In Israel, there is no balance of power between the branches of government. Note the number of systems actively working to keep the Knesset and the government from exploiting their power: The public can have Knesset members replaced; the High Court has the authority to repeal enacted laws or actions taken by the government; instructions from the attorney general have turned from recommendations into orders; the attorney general is also the state prosecutor and can order investigations against MKs and government ministers and put them on trial; the battle against corruption has become the police's top priority; the state comptroller is mostly busy criticizing the government; and of course, the media and NGOs are always looking around to discover what the government and legislators have done wrong.

But what systems of oversight exist to prevent officials in the justice system or the police from exploiting their own power? Are there any strong, independent institutions that have a prerogative to expose problems in the activity of officials in the Investigations and Intelligence Branch of the Israel Police or in the State Attorney's Office?

The answer should make us all uncomfortable. There are no institutions in Israel that have any "teeth." The Israel Police can arrest and interrogate Israeli citizens, obstructing their freedom;  the State Attorney's Office can serve absurd indictments that ignore some pieces of evidence and emphasize others; the investigative unit and the State Attorney's Office can set their own, independent agenda and invest enormous amounts in secret investigations while ignore much worse scandals; serious cases involving judges or officials from the prosecution vanish without being investigated.

True, there are two entities that are supposed to provide institutional oversight: the police's internal investigations department and the Commission for Prosecutorial Oversight. But their work is laughable. About two weeks ago, it came to light that the new head of internal investigations in the police, Keren Bar Menachem, had said in closed-door discussions that the role of her new department was to serve the police force. Meanwhile, the commission's authority has been severely curtailed as a result of a strike by prosecutors. The "gatekeepers" who wage war on Knesset members and cabinet ministers have bullied their way into preventing even minimal oversight of their own actions.
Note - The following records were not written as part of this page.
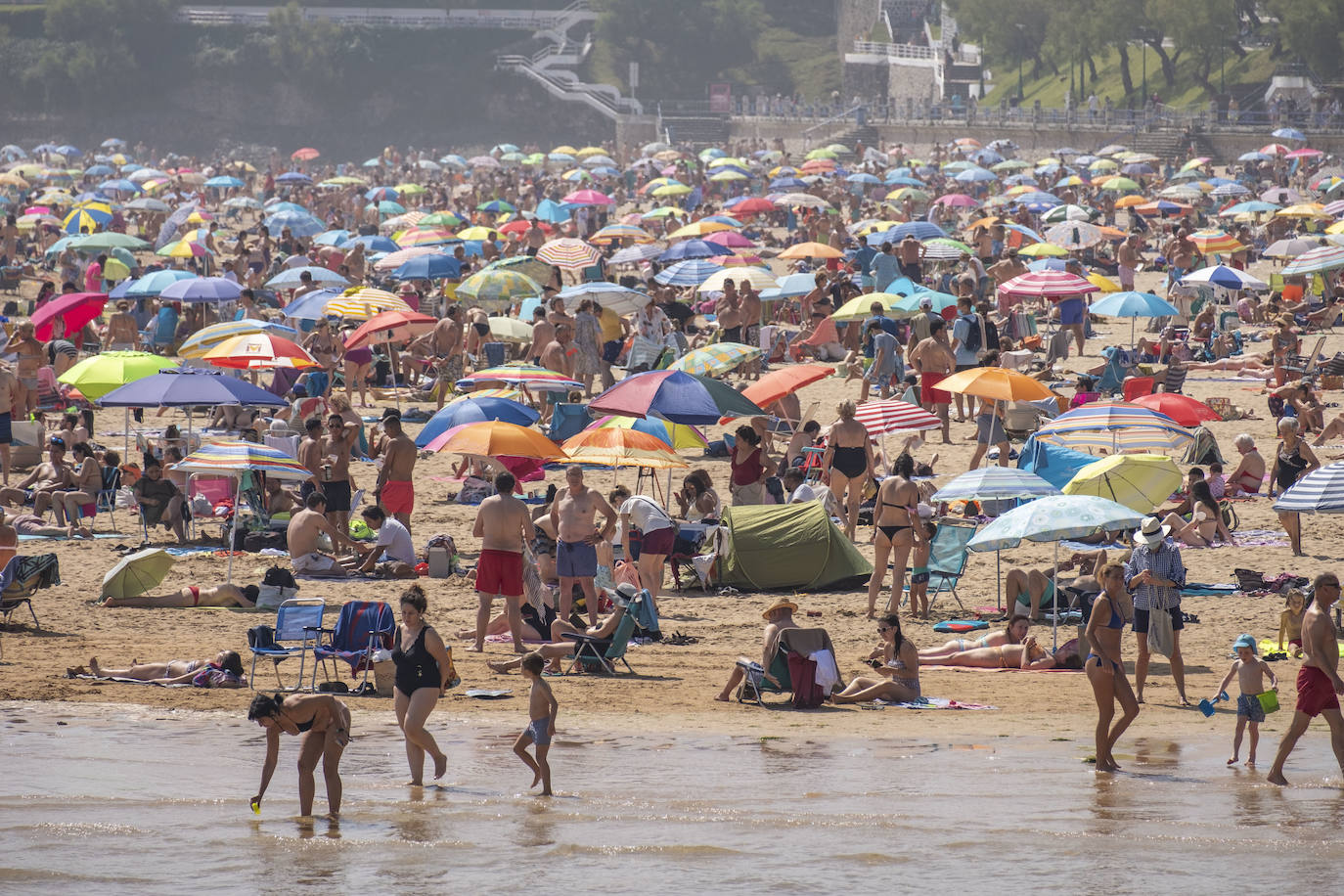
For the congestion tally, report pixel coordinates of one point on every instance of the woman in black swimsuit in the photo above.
(897, 532)
(1292, 461)
(423, 670)
(324, 723)
(850, 461)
We are left with only one mechanism: parliamentary oversight of Knesset committees. But there, too, things are bad. In the U.S., members of Congress have the authority to summon and question witnesses and request copies of protocols, email correspondence, and schedules of meetings. Failure to cooperate is considered a crime. On the other hand, even if MKs have the authority on paper to demand answers from civil servants like the state attorney or the police commissioner, the subjects of their criticism can thumb their noses at them.

Only last week, the attorney general instructed officials from the State Prosecutor's office and the Israel Police not to show up for a discussion in the Knesset House Committee on the matter of the investigations against Prime Minister Benjamin Netanyahu being tainted. This is an example of the most serious threat to democratic rule in Israel today: the lack of appropriate checks and balances on hugely powerful government entities.

The $64,000 question is who will keep an eye on the gatekeepers? As of today, the answer is no one. We are supposed to have blind faith in the most powerful government bodies in any modern state, in institutions that threaten our freedom and run roughshod not only over law and justice, but also our political liberty and our sovereignty. We need to fix this.